10) Kovra #6 - 224 pages in Spanish and English for this new anthology, probably the best of the series according to the preview images seen on Ediciones Valientes website. Available in these days, this A5 book hosts new works by Amanda Baeza, Berliac, Cegado, Leo Quievreux, Pedro Franz, Ulli Lust, Victor Dvnkel and many others. A different look at indie comics, between Europe and South America, Kovra is at the moment one of the most intriguing anthologies of the Old Continent.

sabato 10 gennaio 2015

15 Comics for 2015 - Part One

As I did last year, but in a different way, I'm previewing some comics scheduled for the next months. I'm splitting this list in three parts, publishing them throughout January. Thanks to all the artist and publishers who sent me news and advance pictures.





1) Frontier #8 by Anna Deflorian - Youth in Decline continues to host in its series Frontier the best talents of our days. In May it will be the turn of Italian artist and cartoonist Anna Deflorian, best known for her graphic novel Roghi, who is creating a book described as "full and decorative in a 70s shojo manga vs renaissance painting way (haha)". This is another big hit for Ryan Sands, who discovered Deflorian's work thanks to her comic published in the ninth issue of š!





2) Revenger by Charles Forsman - The first issue of Revenger, the new series by Chuck Forsman published by his Oily Comics, marks a drastic change of pace for the author of TEOTFW and Celebrated Summer, now making an "action and violence comic book" characterized by the use of color and a more realistic style that can recall Steve Dillon. Set in a darker version of the USA in 1987, the story follows our "heroine", a sort of a rogue-for-hire, going in a small city to help a teenage boy who is worried about his missing girlfriend. Inspired by comics and movies from 70s and 80s and by contemporary cartoonists as Benjamin Marra (author of the back cover of this first issue) and Michel Fiffe, Revenger is already available for download, while the printed version will be out in February.

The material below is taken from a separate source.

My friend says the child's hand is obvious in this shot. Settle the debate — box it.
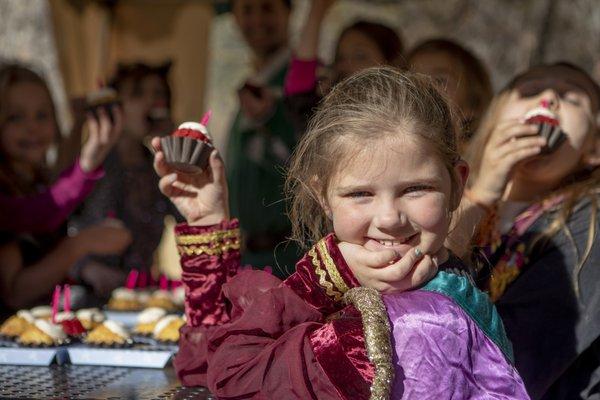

3) Terror Assaulter: One Man War On Terror di Benjamin Marra - And talking about Benjamin Marra, Fantagraphics will publish in the fall a book from the author of Night Business and Blades & Lazers, collecting mostly unreleased work, since only one comic book of Terror Assaulter was published so far. For those of you who aren't familiar with him, it's the right time to enter into the violent, provocative, ironic world of the bearded American cartoonist, stylistically reminiscent of unforgettable artists as Jim Steranko and Paul Gulacy and with a strong pop art vein.






4) Drawn & Quarterly: Twenty-Five Years of Contemporary Cartooning, Comics, and Graphic Novels - In May Canadian publisher Drawn & Quarterly will put out a celebratory book of 512 pages for its 25th anniversary, with never-before-seen or rare works from cartoonists as Chester Brown, Michael DeForge, Julie Doucet, Debbie Dreschler, Tom Gauld (author of the cover above), Rutu Modan, John Porcellino, Art Spiegelman, James Sturm, Yoshihiro Tatsumi, Adrian Tomine and many others. Besides the comics, editor Tom Devlin is also assembling interviews, personal reminiscences of D&Q staff, photographs and essays by guest stars Margaret Atwood, Jonathan Lethem and Chris Ware. 

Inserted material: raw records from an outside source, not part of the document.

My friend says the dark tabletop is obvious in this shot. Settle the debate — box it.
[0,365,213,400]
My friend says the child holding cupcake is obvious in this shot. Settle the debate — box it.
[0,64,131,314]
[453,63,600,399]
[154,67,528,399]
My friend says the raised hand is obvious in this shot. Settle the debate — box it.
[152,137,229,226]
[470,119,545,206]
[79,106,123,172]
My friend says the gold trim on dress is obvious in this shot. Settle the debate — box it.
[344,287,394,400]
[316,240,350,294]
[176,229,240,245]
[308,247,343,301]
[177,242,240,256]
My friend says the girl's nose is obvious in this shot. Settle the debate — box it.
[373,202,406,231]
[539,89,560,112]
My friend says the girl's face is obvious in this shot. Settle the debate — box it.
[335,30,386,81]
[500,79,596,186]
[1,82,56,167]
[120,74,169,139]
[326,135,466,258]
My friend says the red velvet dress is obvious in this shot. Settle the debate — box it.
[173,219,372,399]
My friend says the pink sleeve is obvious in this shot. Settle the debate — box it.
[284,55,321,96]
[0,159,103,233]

5) Viewotron #3 by Sam Sharpe and David Goodrich - 
The second issue of Viewotron, released in spring 2013, showcased a single beautiful autobiographical story by Sam Sharpe about the relationship between the author/protagonist, depicted as an anthropomorphic dog, and his schizophrenic mother. Given the considerable level of that comic, it is legitimate to expect great things from the third output of this anthology series, which will also mark the return of the co-creator David Goodrich. The tone will be definitely lighter, as you can see from the first panel of The Orb of Mild Disappointment, one of the main stories of this new issue, tentatively scheduled for a summer 2015 release.